One of the things I really enjoyed about this paper was the framing they give to explain why we should care about the emergence of grammatical categories, with respect to the existing debate between (some of) the nativists and (some of) the constructivists. Of course I'm always a fan of clever uses of Bayesian inference to problems in language acquisition, but I sometimes really miss the level of background story that we get here. (So hurrah!)
That being said, I was somewhat surprised to see the conclusion M&al2014 drew with respect to their results that (some kind of) a nativist view wasn't supported. To me, the fact that we see very early rapid development of this grammatical category knowledge is an unexpected thing from the "gradual emergence based on data" story (i.e., constructivist perspective). So, what's causing the rapid development? I know it's not the focus of M&al2014's work here, but positing some kind of additional learning guidance seems necessary to explain these results. And until we have a story for how that guidance would be learned, the "it's innate" answer is a pretty good placeholder. So, for me, that places the results in the nativist side, though maybe not the strict "grammatical categories are innate" version. Maybe I'm being unfair to the constructivist side, though -- would they have an explanation for the rapid, early development?
Another very cool thing was the application of this approach to the Speechome data set. It's been around for awhile, but we don't have a lot of studies that use it and it's such an amazing resource. One of the things I wondered, though, was whether the evaluation metric M&al2014 propose can only work if you have this density of data. It seems like that might be true, given the issues with confidence intervals on the CHILDES datasets. If so, this is different from Yang's metric [Yang 2013] which can be used on much smaller datasets. (My understanding is that as long as you have enough data to form a Zipfian distribution, you have enough for Yang's metric to be applied.)
One thing I didn't quite follow was the argument about why only a developmental analysis is possible, rather than both a developmental and a comparative analysis. I completely understand that adults may have different values for their generalized determiner preferences, but we assume that they realize determiners are a grammatical class. So, given this, whatever range of values adults have is the target state for acquisition, right? And this should allow a comparative analysis between wherever the child is and wherever the adult is. (Unless I'm missing something about this.)
Some more targeted thoughts:
As a completely nit-picky thing that probably doesn't matter, it took me a second to get used to calling grammatical categories syntactic abstractions. I get that they're the basis for (many) syntactic generalizations, but I wouldn't have thought of them as syntactic, per se. (Clearly, this is just a terminology issue, and other researchers that M&al2014 cite definitely have called it syntactic knowledge, too.)

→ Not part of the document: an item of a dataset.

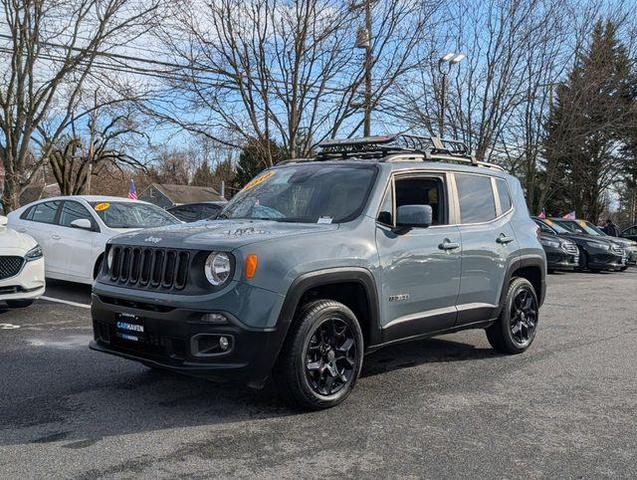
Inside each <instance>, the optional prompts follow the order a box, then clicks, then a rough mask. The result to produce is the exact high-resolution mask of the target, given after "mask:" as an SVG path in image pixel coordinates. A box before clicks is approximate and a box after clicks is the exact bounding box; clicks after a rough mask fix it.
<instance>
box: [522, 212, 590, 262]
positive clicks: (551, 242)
mask: <svg viewBox="0 0 637 480" xmlns="http://www.w3.org/2000/svg"><path fill="white" fill-rule="evenodd" d="M533 220H534V221H535V223H536V224H537V226H538V227H539V228H540V243H541V244H542V247H543V248H544V252H545V253H546V262H547V267H548V271H549V272H551V271H553V270H566V271H569V270H575V269H576V268H577V267H579V249H578V248H577V244H576V243H575V242H573V241H571V240H569V239H568V238H563V237H560V236H559V235H558V233H557V232H556V231H555V230H553V229H552V228H551V227H549V226H548V225H546V224H545V223H544V222H542V220H541V219H539V218H537V217H533Z"/></svg>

M&al2014 state in the previous work section that Yang's metric is "not well-suited to discovering if a child could be less than fully productive at a given stage of development". I'm not sure I understand why this is so - if the observed overlap in the child's output is less than the expected overlap from a fully productive system, isn't that exactly the indicator of a less than fully productive system?
In the generative model M&al2014 use, they have a latent variable that represents the unrecorded caregiver input (DA), which is assumed to be drawn from the same distribution as the observed caregiver input (dA). I don't follow what this variable contributes, especially if it follows the same distribution as the observed data.
The table just below figure 4: I'm not sure I followed this. What would rich morphology be for English data, for example? And are the values for "Current" the v value inferred for the child? Are the Yang 2013 values calculated based on his expected overlap metric?
I wonder if the reason there were developmental changes found in the Speechome corpus is more about having enough data in the appropriate age range (i.e., < 2 years old). The other corpora had a much wider range of ages, and it could very well be that the ones that included younger-than-2-year-old data had older-age data included in the earliest developmental window investigated.
There's a claim made in the discussion that "no previous analysis has taken into account the input that individual children hear in judging whether their subsequent determiner usage has changed its productivity". I think what M&al2014 intend is something related to the explicit modeling of how much of the productions are imitated chunks, and if so, that seems completely fine (though one could argue that the Yang 2010 manuscript goes into quite some detail modeling this option). However, the way the current sentence reads, it seems a bit odd to say no previous analysis has cared about the input -- certainly Yang's metric can be used to assess productivity in child-directed speech utterances, which are the children's input. This is how a comparative analysis would presumably be made using Yang's metric.
Similarly, there's a claim near the end that the Bayesian analysis "makes inferences regarding developmental change of continuity in a single child possible". While it's true that this can be done with the Bayesian analysis, there seems to be an implicit claim that the other metrics can't do this. But I'm pretty sure it can also be done with the other metrics out there (e.g., Yang's). You basically apply the metric to data at multiple time points, and track the change, just as M&al2014 did here with the Bayesian metric.
Yang, C. 2013. Onotogeny and philogeny of language. 2013. Proceedings of the National Academy of Science, 110 (16). doi:10.1073/pnas.1216803110.